The reality of manufacturing is that most equipment isn’t used for anything at full capacity, despite the fact that under-utilized machinery has a clear impact on the bottom line. Total effective equipment performance, or TEEP, is a method of measuring performance against total capacity, enabling manufacturers to understand and improve utilization.
What is total effective equipment performance?
TEEP is one of the two closely-related measures indicating how well a manufacturing operation is utilized:
- Overall Equipment Effectiveness, or OEE, measures the percentage of scheduled production time that is fully productive.
- TEEP measures the percentage of total calendar hours that are fully productive.
The difference between the two is simply the maximum time that is available for production, which for TEEP is 24 hours a day, 365 days a year. Its advantage is that it provides an insight into the true potential of a manufacturing operation.
How is TEEP calculated?
To calculate total effective equipment performance, you first need an overall equipment effectiveness (OEE) score which is based on the following three factors:
- Availability: also known as uptime, this is the percentage of scheduled time when production is actually taking place.
- Performance: the speed at which production takes place as a percentage of the intended speed.
- Quality: the number of products of acceptable quality as a percentage of the total products started.
Using the factors above, you would calculate an OEE score as follows:
Availability x performance x quality = % overall OEE
To understand what those percentages mean in the real world, you can measure it against the metrics listed below:
60% - 65% = typical
85% = world-class
100% = perfection. No downtime, operating at optimum speed, and no poor products.

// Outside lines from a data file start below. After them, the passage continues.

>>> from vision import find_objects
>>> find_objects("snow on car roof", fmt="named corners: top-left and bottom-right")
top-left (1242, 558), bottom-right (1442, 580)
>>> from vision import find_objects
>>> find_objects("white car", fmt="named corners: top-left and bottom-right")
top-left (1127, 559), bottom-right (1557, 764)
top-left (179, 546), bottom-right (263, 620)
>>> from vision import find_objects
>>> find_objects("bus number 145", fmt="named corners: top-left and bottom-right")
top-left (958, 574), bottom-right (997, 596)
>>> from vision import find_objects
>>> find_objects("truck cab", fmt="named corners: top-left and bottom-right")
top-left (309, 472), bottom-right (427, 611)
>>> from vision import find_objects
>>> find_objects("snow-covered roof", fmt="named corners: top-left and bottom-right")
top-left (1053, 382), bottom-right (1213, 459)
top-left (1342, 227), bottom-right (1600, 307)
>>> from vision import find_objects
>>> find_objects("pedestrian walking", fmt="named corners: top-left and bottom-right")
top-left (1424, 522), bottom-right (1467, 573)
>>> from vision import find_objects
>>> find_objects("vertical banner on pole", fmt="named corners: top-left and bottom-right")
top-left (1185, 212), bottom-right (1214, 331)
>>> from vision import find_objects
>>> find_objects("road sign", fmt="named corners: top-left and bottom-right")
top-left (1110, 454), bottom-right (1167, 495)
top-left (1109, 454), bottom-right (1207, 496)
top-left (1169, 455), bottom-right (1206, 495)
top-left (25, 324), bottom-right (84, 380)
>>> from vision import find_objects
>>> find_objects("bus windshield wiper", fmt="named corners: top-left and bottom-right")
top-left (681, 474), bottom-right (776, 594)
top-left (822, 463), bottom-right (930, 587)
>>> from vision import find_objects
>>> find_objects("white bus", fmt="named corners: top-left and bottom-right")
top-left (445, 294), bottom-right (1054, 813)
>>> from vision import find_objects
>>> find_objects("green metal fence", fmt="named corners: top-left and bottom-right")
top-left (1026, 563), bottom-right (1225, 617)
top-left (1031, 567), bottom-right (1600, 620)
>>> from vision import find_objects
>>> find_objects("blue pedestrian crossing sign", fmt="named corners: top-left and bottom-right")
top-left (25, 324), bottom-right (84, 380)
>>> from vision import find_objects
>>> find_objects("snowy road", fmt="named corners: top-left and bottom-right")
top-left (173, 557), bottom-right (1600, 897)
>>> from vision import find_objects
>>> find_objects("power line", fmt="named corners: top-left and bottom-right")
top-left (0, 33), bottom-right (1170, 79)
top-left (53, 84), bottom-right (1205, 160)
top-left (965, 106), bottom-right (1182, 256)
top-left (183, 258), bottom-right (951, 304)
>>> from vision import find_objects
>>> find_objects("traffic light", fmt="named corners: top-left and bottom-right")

Using the OEE score above, you would calculate TEEP as follows:
TEEP (scheduled production as % of calendar time) = OEE x utilization
Why does TEEP matter?
OEE is useful in demonstrating how productive a manufacturing operation is while it’s running, during scheduled working hours. TEEP takes things a step further and highlights the impact of scheduled downtime—primarily the hours the factory is closed. It demonstrates the untapped potential in a manufacturing plant, or the "hidden factory," showing how much more capacity a manufacturer has available to increase production without spending a single dollar on new equipment or property.
How to use OEE and TEEP formulas
Using the OEE and TEEP calculations set out above, a typical factory with an OEE of 65% operating two standard shifts only on weekdays might have a TEEP of just 30%. Machinery not being utilized for two-thirds of the time represents a huge wasted opportunity. TEEP offers more than just a stark insight into the extent of untapped capacity in a manufacturing operation; it can help with business planning, providing an indication of sales capacity based on the full production capacity of the plant. TEEP is also useful for looking at the scheduling effectiveness of production lines, in particular, allowing manufacturers to model the impact of changes to opening times or shift patterns.
How industry 4.0 can help
Neither TEEP nor OEE are new concepts, but with Industry 4.0 well upon us, there's no doubt that it enables more effective, reliable, and efficient monitoring of machine utilization. Solutions powered by the industrial internet of things (IIoT) allow manufacturers to view utilization metrics in real time from anywhere in the world. Data is collected across different machinery, collated, analyzed, and presented back, offering precise and up-to-the-minute visibility on production performance. IIoT-driven analytics also provide an accurate baseline when assessing production schedules, helping companies optimize the manufacturing process, forecast demand, increase product quality, and prevent equipment failure—all of which helps manufacturers take another step closer to the holy grail of peak asset utilization.
Meeting factory potential relies on total effective equipment performance
The reality for most manufacturers is that assets are under-utilized. Total effective equipment performance is a useful tool in measuring performance against the maximum possible capacity and demonstrating the bottom-line utilization of assets. TEEP offers manufacturers the opportunity to understand and meet the full potential of their factories–without spending any money on new equipment. Ultimately, monitoring and improving TEEP offers the most cost-effective method of increasing asset utilization, throughput, and profit.